I talk to lots of parents and their high school students about majors and careers in technology and frequently I find that they need a boost in grasping the broad range of career options in this field. In particular, I am always surprised by how pervasive the stereotypes are: “My son/daughter really does not want to sit behind a computer writing code eight hours a day,” is a concern I hear a lot.
Well, I’m here with three pieces of good news: 1) the vast majority of jobs in the technology professions include little or no software development; 2) in many technology jobs, professionals spend at least as much time interacting with people as they do with computers; and 3) mobile devices and always-available Internet has totally upended the nature of the typical eight-hour-a-day office job. Perhaps that last one is not all good news – some people like going home and leaving their job behind – but the point is that many contemporary jobs in the technology fields are flexible, dynamic, and mobile.

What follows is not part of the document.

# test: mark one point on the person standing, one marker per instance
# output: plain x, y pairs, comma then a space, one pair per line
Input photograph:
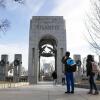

So let’s set aside jobs that are mainly coding and see what we have left. I consulted the jobs website known as “Indeed” and simply typed in the keywords “information management.” The result showed 704,994 jobs, across every metropolitan area of the U.S., with most salaries in excess of $60k and many in excess of $80k. Examples included jobs like IT manager at a large-scale fulfillment center in New Jersey that requires experience with communication, project management, and leadership as well as knowledge of technology such as networking and systems administration.
Let’s pick that job apart a little more. We’re talking about a technology professional who understands how various kinds of information technology work in order to solve real business problems in an environment where technology serves the information needs of the employees who work there. People come first in this scenario, followed by information needs, with technology providing the foundation. No coding necessary and certainly no sitting behind a computer eight hours a day.
Now you might be wondering how your daughter or son can get a start in the promising area of information management and technology, and more specifically what college majors may lead to a fulfilling career in this profession. My suggestion would be to search using these three keywords: “bachelors information management.” The field of Information Management is a relative newcomer in the world of technology majors, but it is the most responsive to the need for professionals who can put their people skills together with their technology knowledge. Information Management provides breadth, depth, and flexibility in that students can choose their tech focus area – networks, databases, security, cloud, big data – while making sure to get a strong education in project management, teamwork, communications, problem solving, and leadership.
STEM careers get a lot of press these days, but not every high school student wants to study science, engineering, or math in college. The technology fields provide a wide array of options both for college majors and for careers after graduation. Information Management is a promising option for the student who likes technology but who wants fulfilling and meaningful work interacting with people and solving challenging problems.